Ant colonies are extremely structured. Ants live like one single superorganism. A forced peace reigns in these colonies, a forced peace that came after a series of conflicts.
The history of ants is the history of the struggle for survival. Biologists have recently discovered very interesting ant colonies in the tropical forests. These colonies are at continuous war. Their working female ants lay eggs as well as the queen. Those ants often have ritual fights for the right to lay more eggs in the common laying ground.
A colony that does not have a queen is basically chaotically organized. Numerous fights take place all the time. These ants spend most of their time fighting, not working. When the laying of eggs is finally completed, some ants attempt to eat their enemies’ eggs.
Ancient ants have a multi-stage hierarchy. Indian ants (Herpengathos Saltator) even produce special odors, which indicate their status in the ant hierarchy. The more complicated the aroma, the more advantages an ant will have for laying eggs. The kinds of ants that have a complicated hierarchy basically live in small groups. Leptothorax ants, for example, count only ten or a hundred members in a colony. A whole colony can live in one cherry.
With most ant species, evolution has resulted in a hierarchy in which only one female lays eggs, a single queen. The worker ants do not reproduce. This has brought an organized discipline. This lack of equality is needed for the good of the colony. and working discipline. The instinct of the equal
Peaceful ant colonies grow and sometimes become very large. Soldier-ants parol the territory of their empire, destroying everything that does not run away from them. Hundreds of thousands of ants crawl out of their hills every morning, searching for insects, dead or alive. However, many of them don’t return to the colony, as they are eaten by bigger insects.
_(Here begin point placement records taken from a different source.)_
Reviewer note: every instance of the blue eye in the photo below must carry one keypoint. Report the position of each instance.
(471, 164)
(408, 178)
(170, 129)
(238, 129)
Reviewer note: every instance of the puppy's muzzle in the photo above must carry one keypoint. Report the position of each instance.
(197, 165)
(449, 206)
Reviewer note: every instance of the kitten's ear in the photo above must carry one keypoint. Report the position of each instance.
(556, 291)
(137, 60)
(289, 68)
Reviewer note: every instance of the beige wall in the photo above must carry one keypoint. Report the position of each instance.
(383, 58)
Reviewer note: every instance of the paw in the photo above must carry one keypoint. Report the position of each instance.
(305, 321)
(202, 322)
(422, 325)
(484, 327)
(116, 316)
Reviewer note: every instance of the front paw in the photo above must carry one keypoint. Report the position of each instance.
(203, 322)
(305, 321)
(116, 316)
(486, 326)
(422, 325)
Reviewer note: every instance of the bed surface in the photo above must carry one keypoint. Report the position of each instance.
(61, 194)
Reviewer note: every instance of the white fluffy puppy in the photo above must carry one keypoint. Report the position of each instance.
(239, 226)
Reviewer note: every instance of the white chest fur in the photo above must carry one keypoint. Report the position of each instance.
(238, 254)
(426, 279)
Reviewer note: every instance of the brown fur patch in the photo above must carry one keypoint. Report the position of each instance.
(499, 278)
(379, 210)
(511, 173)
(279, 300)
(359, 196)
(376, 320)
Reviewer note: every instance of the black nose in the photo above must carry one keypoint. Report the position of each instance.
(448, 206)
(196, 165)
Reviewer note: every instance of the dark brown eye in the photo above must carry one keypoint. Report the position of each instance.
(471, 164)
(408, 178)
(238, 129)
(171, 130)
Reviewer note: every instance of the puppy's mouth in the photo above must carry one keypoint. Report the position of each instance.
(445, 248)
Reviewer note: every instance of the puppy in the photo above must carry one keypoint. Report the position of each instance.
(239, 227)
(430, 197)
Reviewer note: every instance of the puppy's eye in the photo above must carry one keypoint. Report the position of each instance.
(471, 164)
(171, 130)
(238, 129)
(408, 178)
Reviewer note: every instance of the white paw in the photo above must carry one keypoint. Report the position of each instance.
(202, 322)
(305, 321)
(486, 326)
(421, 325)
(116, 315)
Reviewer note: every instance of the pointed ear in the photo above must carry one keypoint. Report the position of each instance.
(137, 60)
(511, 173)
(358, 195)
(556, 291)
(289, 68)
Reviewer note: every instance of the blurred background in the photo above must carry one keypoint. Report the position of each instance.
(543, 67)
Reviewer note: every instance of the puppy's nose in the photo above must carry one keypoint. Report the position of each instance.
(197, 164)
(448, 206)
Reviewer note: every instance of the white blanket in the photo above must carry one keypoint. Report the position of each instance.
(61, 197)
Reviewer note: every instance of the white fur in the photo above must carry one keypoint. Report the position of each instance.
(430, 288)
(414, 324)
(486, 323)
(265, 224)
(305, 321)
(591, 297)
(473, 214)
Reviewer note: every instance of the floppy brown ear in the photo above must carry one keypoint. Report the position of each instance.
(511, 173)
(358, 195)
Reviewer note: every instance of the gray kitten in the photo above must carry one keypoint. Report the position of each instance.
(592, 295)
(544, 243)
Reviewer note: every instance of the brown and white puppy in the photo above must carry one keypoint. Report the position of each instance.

The worker ant lives about one week, but their short lives are rewarded by the fact that the queen continues to live and produce new generations of ants. With ant life, continuity is the rule, and anything goes. Sometimes, a queen will give birth to many males and just a few females. In this case, worker ants will eat one ore two hundred male larvae.
The ant colony often faces many threats and problems. Nature treats all creatures like the market economy treats the worker. When an ant colony needs to find a new place for their home, they take everything they can with them. Worker ants carry their own “sisters,” as well as ticks, cockroaches, flies, spiders, and other insects. Some of these insects pretend to be the ants’ friends, creating a specific odor that tricks the ants. These insects are able to relax in the ant hive, and the workers will take care of them.
There are even ants in America that eat a certain kind of fungus, and they cultivate this fungus in underground “greenhouses.” Some ants pick up leaves and cut them into small pieces, while others drag them inside the colony, accompanied by large soldier-ants. Other ants stand on guard, defending the workers against other insects. Female workers cut leaves and chew them inside the colony. Then, the smallest ants of the colony work inside the fungus, providing it with chewed leaves and killing parasites.
This organization brings peace and lots of food for all ants of the colony. Ants are not individualists, and evolution has organized them into a single community. If there is law and order in a colony, a queen can live up to 20 years, producing 150 million working ants and ten thousand young females and males. Up to 50 other females will start their own new colonies. Experts calculate that up to 20% of leaves of American woods are used by ants for their underground colonies. For the time being, ants have perfected their will to survive.